Overview of key generation

First, you have to generate two random numbers. So, for a 512-bit key, say, you generate two 256-bit randoms. Actually, it insists that the top two bits of the numbers are '1', so you actually generate numbers in the range (2**255 + 2**254) <= p <= (2**256 - 1), so there are 2**254 possible numbers obtained from 254 random bits.

The whole security of the system depends on the fact that the program must be capable of generating each and every one of these 2**254 numbers with more-or-less equal probability.

Next, from each random number, you generate a prime number. Starting from the given number, you look at each successive number to see if it might be prime. Well, obviously you only look at the odd ones, and in fact you only look at every 4th number because it tries to create "Blum" numbers for some reason or other. It uses a simple sieve to eliminate obvious cases, using a table of the first 1028 prime numbers. Anything that survives the sieve is subjected to Fermat's test (if ((x**(p-1)) mod p) != 1, then p is not prime) using x = 2,3,5,7 (not a very original selection!). See the comments in genprime.c for why this is considered more than a safe test. It insists that the two prime numbers generated differ by at least 1 part in 128.

Next, you multiply your two (alleged) primes P and Q to give the modulus N, and from P, Q and N the RSA public and private keys can be derived in the standard manner.

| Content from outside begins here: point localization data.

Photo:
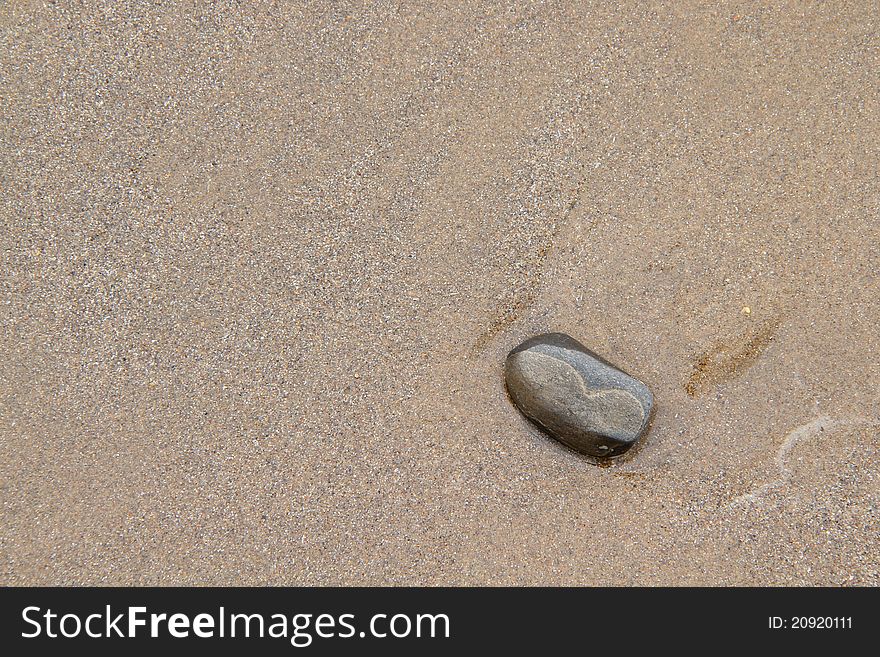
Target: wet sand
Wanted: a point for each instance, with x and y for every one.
(260, 267)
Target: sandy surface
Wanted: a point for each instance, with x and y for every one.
(259, 269)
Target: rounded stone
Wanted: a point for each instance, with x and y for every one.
(577, 397)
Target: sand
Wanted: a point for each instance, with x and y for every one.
(260, 266)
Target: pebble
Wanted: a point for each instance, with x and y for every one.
(576, 396)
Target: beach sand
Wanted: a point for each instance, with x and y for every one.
(260, 267)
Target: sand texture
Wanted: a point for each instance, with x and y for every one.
(261, 264)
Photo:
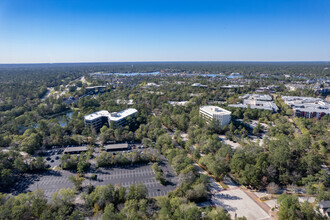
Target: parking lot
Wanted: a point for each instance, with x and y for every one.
(52, 181)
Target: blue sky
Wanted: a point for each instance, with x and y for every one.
(50, 31)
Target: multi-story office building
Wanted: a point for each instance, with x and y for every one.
(103, 117)
(214, 114)
(307, 107)
(256, 101)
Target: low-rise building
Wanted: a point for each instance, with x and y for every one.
(215, 114)
(116, 147)
(198, 85)
(324, 207)
(307, 107)
(103, 117)
(256, 101)
(75, 150)
(181, 103)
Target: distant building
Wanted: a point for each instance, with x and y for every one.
(198, 85)
(307, 107)
(324, 208)
(182, 103)
(232, 86)
(115, 147)
(219, 116)
(256, 101)
(103, 117)
(75, 150)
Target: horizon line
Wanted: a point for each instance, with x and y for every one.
(169, 61)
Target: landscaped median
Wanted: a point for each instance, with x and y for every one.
(159, 173)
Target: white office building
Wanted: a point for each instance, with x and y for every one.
(256, 101)
(219, 116)
(103, 117)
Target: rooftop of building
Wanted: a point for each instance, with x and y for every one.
(182, 103)
(115, 146)
(114, 116)
(307, 104)
(214, 110)
(75, 149)
(261, 97)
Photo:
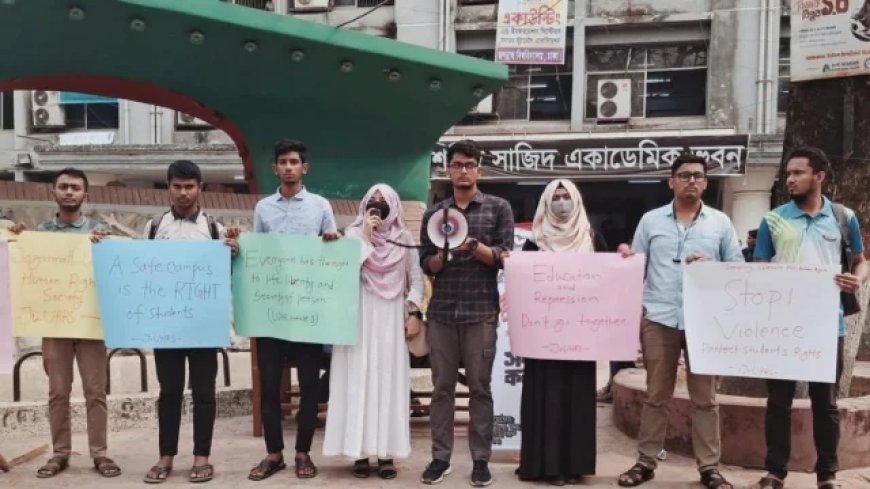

I estimate that for a 512-bit key there are 8*10**73 possible primes P and Q, giving 1.6*10**147 possibilities for N. For a 1024-bit key, these numbers are increased to 7*10*150 and 1.4*10**301. Which shows why a brute-force attack on an RSA encription is not feasible.

Paranoia

N is part of your public key. Anyone who knows P and/or Q knows your secret key. Therefore, just in case an eavesdropper gets access to your hard disc or to your RAM immediately after you have finished, all sensitive numbers (the random numbers, P, Q, all the other components of your secret key, and your pass phrase) are overwritten in memory at the earliest opportunity, and never deliberately written to hard disc at all (but they might be swapped to disc at some stage, so if you perform the operation on a discless workstation which pages across some network, and a wily eavesdropper who just happens to know you were generating your key at that time just happens to be monitoring your ethernet, and if ... ). And any copies of your keyrings written temporarily to your hard disc (even though they are encripted by IDEA by that stage) are overwritten before being relinquished.

Random number generation

But the whole system is only as good as its random number generator. It is no use using a pseudo-random number generator starting from some simple 32-bit seed (derived from the time of day, perhaps). That could generate, at most, 2**32 different keys (since pseudo-random sequences are deterministic and hence reproducible). You need 512 genuinely random bits to meet the criterion of being able to generate all possible 512-bit keys.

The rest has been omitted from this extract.